В общем, немного подумав, я сформулировал свою национальную идею: «Справедливость во всем!». Идея, откровенно не новая, но явно актуальная. К тому же, у русских людей отчетливо прослеживается патологическое влечение к этой самой справедливости. Поэтому, начинающему политику грех этим не воспользоваться. Пытаясь развить данную мысль, я загнал себя в смысловой тупик: так как само по себе понятие справедливости довольно аморфное, то для целевого использования по назначению, его необходимо сформулировать и конкретизировать, чего никак не удавалось. Я решил пойти от обратного. Может, справедливость во всем наступит, когда мы избавимся от несправедливости? Почему-то сразу вспомнились крокодильи слезы Клинтонихи о Сибири, несправедливо доставшейся России. Над устранением этого недоразумения наши американские партнеры уже активно работают. Возможно, стоит поинтересоваться у них, что это за зверь и с чем его едят? Или отнять и поделить. Хотя нет, проходили уже... Или вот, олигархи – почти каждый согласится, что они несправедливо завладели народными заводами, газетами и пароходами, причем за счет этого самого народа. Но, нельзя не признать – все это проделано по закону. А отнимать честно наворованное тоже как-то несправедливо. Жить по законам? Да быстрее яблони на марсе зацветут. В общем, как ни крути – везде тупик. Поэтому я решил не заморачиваться, и поступить как с патриотизмом: «Справедливость во всем!» – а там каждый сам додумает, как ему нравится, главное – увлечь массы.

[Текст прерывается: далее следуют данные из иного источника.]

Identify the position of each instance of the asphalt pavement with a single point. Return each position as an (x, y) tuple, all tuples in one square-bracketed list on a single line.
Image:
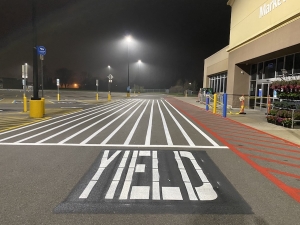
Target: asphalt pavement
[(149, 159)]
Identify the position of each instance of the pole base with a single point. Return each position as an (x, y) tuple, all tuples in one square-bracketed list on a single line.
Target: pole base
[(36, 109)]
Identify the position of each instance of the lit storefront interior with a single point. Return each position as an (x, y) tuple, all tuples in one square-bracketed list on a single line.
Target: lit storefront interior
[(264, 46)]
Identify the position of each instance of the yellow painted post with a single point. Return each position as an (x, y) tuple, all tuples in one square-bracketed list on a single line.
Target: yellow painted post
[(215, 104), (43, 105), (36, 109), (24, 103)]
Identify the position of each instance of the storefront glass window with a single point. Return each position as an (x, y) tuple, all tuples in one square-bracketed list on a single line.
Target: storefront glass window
[(289, 60), (279, 66), (221, 84), (297, 63), (218, 83), (269, 68), (253, 72)]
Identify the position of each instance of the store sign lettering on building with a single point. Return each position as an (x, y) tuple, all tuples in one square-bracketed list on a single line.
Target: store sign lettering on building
[(268, 7)]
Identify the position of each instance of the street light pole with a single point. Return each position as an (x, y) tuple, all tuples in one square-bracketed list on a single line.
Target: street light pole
[(35, 66), (108, 80), (139, 85), (128, 38)]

Ну и в качестве вишенки на тортике – написать серию статей с громкими заголовками, типа: «Россия не сосредотачивается, Россия рефлексирует». Для начала пойдет.

В общем, у меня неплохо получалось фантазировать о собственной партии, пока из интернетов я не узнал, что для продвижения этой самой партии потребуется как минимум миллионов пятнадцать правильных денег. Тут у меня пропала всякая охота заниматься политикой. После чего осенило: вся эта болтовня про политическую борьбу – разговоры в пользу бедных, для выпуска пара так сказать. Да и быть президентом в России – это как работать главврачом в дурдоме: дурдом никуда не денется, а вот умом наверняка тронешься. Правда, наверное, бонус за вредность неплохой.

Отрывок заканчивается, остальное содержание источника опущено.